The joy of this hope is precisely the Cross the Church gives to us in the Lenten ascetic disciplines. The faithful take up these ascetic disciplines as their “weapon of victory”; for by these disciplines, they will put to death the death that has enslaved us from joining ourselves to the lust of the flesh, the lust of the eyes and the pride of life.

The faithful, then, do not experience the death of the Cross as their death, but as their purification, their healing, their deliverance, the restoration of that “image of God’s eternity” that they were made in. I think the faithful do not experience the cross as their death because they no longer identify themselves with the world or with the death that the Cross puts to death. Having come to themselves, they see who they really are: sons and daughters of the King, and so they experience the Lenten journey of the Cross as their way back to the Father.

Those who still identify themselves with the material things of the world, and who continue to join themselves to the lusts of the flesh and the pride of life as to their worldly masters, would experience the Cross as their death, because they are identifying themselves with the death that the Cross of Christ puts to death.

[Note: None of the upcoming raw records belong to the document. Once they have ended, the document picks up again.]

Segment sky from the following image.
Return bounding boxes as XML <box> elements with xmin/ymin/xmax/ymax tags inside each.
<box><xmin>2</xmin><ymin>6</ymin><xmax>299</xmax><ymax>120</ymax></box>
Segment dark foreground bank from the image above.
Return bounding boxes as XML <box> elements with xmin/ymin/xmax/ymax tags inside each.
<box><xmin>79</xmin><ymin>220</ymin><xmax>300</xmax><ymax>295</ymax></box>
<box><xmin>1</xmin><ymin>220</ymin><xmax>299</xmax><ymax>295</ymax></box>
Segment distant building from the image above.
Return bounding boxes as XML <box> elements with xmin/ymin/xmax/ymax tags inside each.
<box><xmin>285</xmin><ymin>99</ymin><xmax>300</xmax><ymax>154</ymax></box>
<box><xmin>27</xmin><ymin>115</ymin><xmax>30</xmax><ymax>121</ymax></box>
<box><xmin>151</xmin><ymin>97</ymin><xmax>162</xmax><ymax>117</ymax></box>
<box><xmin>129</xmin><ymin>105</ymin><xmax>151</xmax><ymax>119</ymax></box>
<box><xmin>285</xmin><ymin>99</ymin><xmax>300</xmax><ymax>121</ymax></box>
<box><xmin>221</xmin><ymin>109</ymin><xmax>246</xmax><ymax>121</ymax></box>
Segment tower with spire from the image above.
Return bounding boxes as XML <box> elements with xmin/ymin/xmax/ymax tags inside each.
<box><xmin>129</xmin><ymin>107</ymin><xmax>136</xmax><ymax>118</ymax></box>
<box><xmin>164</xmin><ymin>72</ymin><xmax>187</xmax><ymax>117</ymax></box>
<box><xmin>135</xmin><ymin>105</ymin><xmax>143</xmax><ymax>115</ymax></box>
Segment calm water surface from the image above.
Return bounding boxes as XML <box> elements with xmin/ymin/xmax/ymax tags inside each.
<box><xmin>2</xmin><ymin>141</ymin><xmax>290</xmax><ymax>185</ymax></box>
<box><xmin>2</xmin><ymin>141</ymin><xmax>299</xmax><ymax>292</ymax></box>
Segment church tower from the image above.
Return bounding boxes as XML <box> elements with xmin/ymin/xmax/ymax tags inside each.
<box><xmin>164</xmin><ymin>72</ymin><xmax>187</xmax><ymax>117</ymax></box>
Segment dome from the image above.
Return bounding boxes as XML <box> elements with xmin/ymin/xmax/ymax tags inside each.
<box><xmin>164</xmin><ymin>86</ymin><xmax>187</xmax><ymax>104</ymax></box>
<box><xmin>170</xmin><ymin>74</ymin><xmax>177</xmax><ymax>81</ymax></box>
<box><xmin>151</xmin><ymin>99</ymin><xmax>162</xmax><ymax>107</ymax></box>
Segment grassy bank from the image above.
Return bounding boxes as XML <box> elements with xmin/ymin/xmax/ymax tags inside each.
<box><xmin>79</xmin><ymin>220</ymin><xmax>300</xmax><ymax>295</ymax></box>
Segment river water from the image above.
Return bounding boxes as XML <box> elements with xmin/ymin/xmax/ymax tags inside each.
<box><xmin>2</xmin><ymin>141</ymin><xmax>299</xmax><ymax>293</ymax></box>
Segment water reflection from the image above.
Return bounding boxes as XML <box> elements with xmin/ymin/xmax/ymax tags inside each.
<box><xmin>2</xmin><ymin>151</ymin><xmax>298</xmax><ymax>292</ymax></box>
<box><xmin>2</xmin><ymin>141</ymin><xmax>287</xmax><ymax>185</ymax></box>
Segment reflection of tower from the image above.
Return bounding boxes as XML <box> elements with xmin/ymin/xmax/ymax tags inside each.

This, then, is the lesson we can take with us as we continue our preparations for the Lenten journey now just around the corner: you are more than a body and the carnal desires that go with it. You are spirit, made in the image of God. You were not made to join yourselves to the lusts of the world in order to become one flesh with them. You were made to join yourselves to the LORD, to become one spirit with Him, a temple of the living God in whom the LORD of Glory dwells.

Come to yourself, man! Look into the icons of the Church. They are “mirrors” of your soul. Look into them and see who you are! You were created for immortality, in the image of God’s own eternity. (Wisd 2:23) Turn the ears of your soul inward and hear the call of the Shepherd, the cry of the Theotokos shining the lamp of the Holy Spirit searching for you. And, in the joy of repentance, resolve to take up your Cross. Take up the disciplines of Great Lent, according to your strength and circumstances, and make your way on the path of Great Lent to the tomb of your heart as to the Door that opens onto Paradise. See if the LORD Himself does not come running out to meet you, to raise you up onto His shoulders as a new creation, to create in you a clean heart, to put in you a new and right spirit, and to bring you into the green pastures of His Holy Resurrection. Amen!